Available chicken snoRNAs that target 28S rRNA were initially retrieved from the snoRNA databases: snoRNABase (Lestrade and Weber 2006) and snOPY (Yoshihama et al. 2013). This list was complemented by published records of chicken snoRNA sequences (Shao et al. 2009; Zhang et al. 2009; Deryusheva et al. 2020). The final nonredundant data set of chicken snoRNA sequences and structures was verified by identification of GenBank database entries, genomic sequences (using BLAST searches in the chicken genome) and structural models from the database of RNA families Rfam (Kalvari et al. 2018). In case of alternative names for the same snoRNA, the symbols approved by the HUGO Gene Nomenclature Committee (HGNC) (Braschi et al. 2019) were preferably used, that is, SNORD… and SNORA… for C/D and H/ACA box snoRNAs, respectively. Sequence accessions of the snoRNAs that bind to 28S rRNA near the points of recombination with HA RNA: SNORD80 (or snR60), XR_003076593; SNORD49 (or GGgCD65), XR_003071336; SNORA22 (or GGN50), XR_003071339. SnoRNAs that may bind to NP and M segments near the points of recombination: SNORD38, XR_003076587; SNORA2, NC_008465 (chromosome 33), positions 3350951-3351091 (complement); GGoACA5, NC_006112 (chromosome 25), 3660678-3660803 (complement).

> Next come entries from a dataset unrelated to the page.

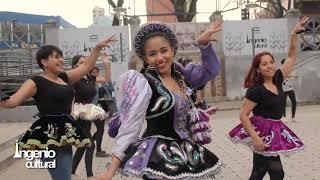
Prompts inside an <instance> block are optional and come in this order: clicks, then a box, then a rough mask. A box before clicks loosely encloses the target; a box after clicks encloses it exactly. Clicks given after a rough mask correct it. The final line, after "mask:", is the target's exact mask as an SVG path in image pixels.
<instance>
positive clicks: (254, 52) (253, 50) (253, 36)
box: [251, 27, 260, 56]
mask: <svg viewBox="0 0 320 180" xmlns="http://www.w3.org/2000/svg"><path fill="white" fill-rule="evenodd" d="M259 31H260V28H259V27H252V28H251V38H252V39H251V42H252V55H253V56H255V55H256V53H255V44H256V43H255V40H254V33H255V32H259Z"/></svg>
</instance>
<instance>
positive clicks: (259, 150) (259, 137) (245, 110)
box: [240, 98, 265, 151]
mask: <svg viewBox="0 0 320 180" xmlns="http://www.w3.org/2000/svg"><path fill="white" fill-rule="evenodd" d="M256 105H257V104H256V103H255V102H253V101H251V100H249V99H247V98H244V102H243V105H242V107H241V110H240V120H241V124H242V126H243V128H244V130H245V131H246V132H247V133H248V134H249V135H250V137H251V138H252V143H253V146H254V148H255V149H256V150H258V151H263V150H264V148H265V144H264V142H263V141H262V139H261V138H260V137H259V136H258V133H257V132H256V131H255V130H254V128H253V126H252V124H251V121H250V119H249V114H250V112H251V111H252V109H253V108H254V107H255V106H256Z"/></svg>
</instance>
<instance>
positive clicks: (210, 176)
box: [122, 160, 223, 179]
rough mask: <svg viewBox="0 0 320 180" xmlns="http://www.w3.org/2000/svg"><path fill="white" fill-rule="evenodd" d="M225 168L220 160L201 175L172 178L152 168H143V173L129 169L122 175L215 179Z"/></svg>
mask: <svg viewBox="0 0 320 180" xmlns="http://www.w3.org/2000/svg"><path fill="white" fill-rule="evenodd" d="M222 166H223V163H222V162H221V161H220V160H219V161H218V162H217V164H215V165H214V166H213V167H211V168H208V169H206V170H203V171H201V172H199V173H182V174H179V175H176V176H170V175H167V174H165V173H164V172H160V171H156V170H153V169H151V168H148V167H146V168H143V170H142V171H141V172H138V171H135V170H133V169H129V170H127V171H122V174H126V173H130V174H132V175H133V176H136V177H140V178H141V177H142V176H143V175H147V176H148V177H151V178H166V179H183V178H191V179H198V178H200V177H202V178H205V177H212V178H214V177H215V175H217V174H220V173H221V167H222Z"/></svg>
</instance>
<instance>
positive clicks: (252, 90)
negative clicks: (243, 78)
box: [245, 86, 261, 103]
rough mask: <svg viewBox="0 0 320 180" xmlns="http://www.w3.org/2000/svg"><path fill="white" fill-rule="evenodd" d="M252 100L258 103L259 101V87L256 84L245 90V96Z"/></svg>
mask: <svg viewBox="0 0 320 180" xmlns="http://www.w3.org/2000/svg"><path fill="white" fill-rule="evenodd" d="M245 97H246V98H247V99H249V100H250V101H252V102H255V103H260V102H261V100H260V99H261V89H260V88H259V87H257V86H255V87H251V88H249V89H248V90H247V92H246V96H245Z"/></svg>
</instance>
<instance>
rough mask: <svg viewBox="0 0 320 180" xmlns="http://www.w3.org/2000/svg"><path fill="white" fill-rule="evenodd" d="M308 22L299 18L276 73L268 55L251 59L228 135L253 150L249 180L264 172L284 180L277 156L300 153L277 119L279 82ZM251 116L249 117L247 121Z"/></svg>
mask: <svg viewBox="0 0 320 180" xmlns="http://www.w3.org/2000/svg"><path fill="white" fill-rule="evenodd" d="M308 20H309V18H307V17H304V18H302V19H301V20H300V21H299V22H298V23H297V24H296V25H295V27H294V28H293V29H292V32H291V35H290V45H289V52H288V57H287V59H286V61H285V63H284V64H283V65H282V66H281V67H280V68H279V69H277V70H276V64H275V60H274V58H273V56H272V54H271V53H269V52H261V53H258V54H257V55H255V57H254V58H253V61H252V65H251V67H250V70H249V72H248V74H247V76H246V78H245V84H244V87H245V88H248V90H247V93H246V95H245V98H244V103H243V105H242V108H241V110H240V120H241V124H239V125H237V126H236V127H235V128H233V129H232V130H231V131H230V132H229V136H230V137H231V139H233V140H234V141H240V142H247V144H248V145H249V146H250V147H251V148H252V150H253V152H254V153H253V167H252V172H251V176H250V178H249V179H250V180H262V179H263V177H264V176H265V174H266V173H267V172H268V173H269V175H270V179H271V180H281V179H283V178H284V171H283V167H282V163H281V160H280V156H279V154H280V153H282V154H288V153H291V152H293V151H298V150H301V149H303V147H304V145H303V143H302V141H301V140H300V139H299V138H298V137H297V136H296V134H295V133H294V132H293V131H292V130H291V129H289V128H288V127H287V126H286V125H285V124H284V123H283V122H282V121H281V120H280V119H281V117H282V114H283V106H284V97H285V96H284V93H283V90H282V82H283V79H284V78H286V77H287V76H288V75H289V74H290V72H291V71H292V67H293V65H294V63H295V60H296V56H297V47H296V46H297V45H296V44H297V33H299V32H301V31H303V30H304V27H303V26H304V25H305V24H306V23H307V21H308ZM251 112H252V114H253V116H251V117H249V115H250V113H251Z"/></svg>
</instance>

Analysis of snoRNA–rRNA duplexes

The binding sites of chicken snoRNAs in 28S rRNA were identified by analogy to duplexes identified for human snoRNAs, given in the snoRNABase (Lestrade and Weber 2006) and using the identification of guide sequences in snoRNAs that are complementary to chicken 28S rRNA. Free energies of RNA duplexes were calculated using thermodynamic parameters from the Nearest Neighbor Database (Turner and Mathews 2010).

SnoRNA expression levels

The expression levels of chicken snoRNAs were obtained from the data given by Expression Atlas incorporated in the Ensembl genomic browser (Papatheodorou et al. 2018; Yates et al. 2020).

SUPPLEMENTAL MATERIAL

Supplemental material is available for this article.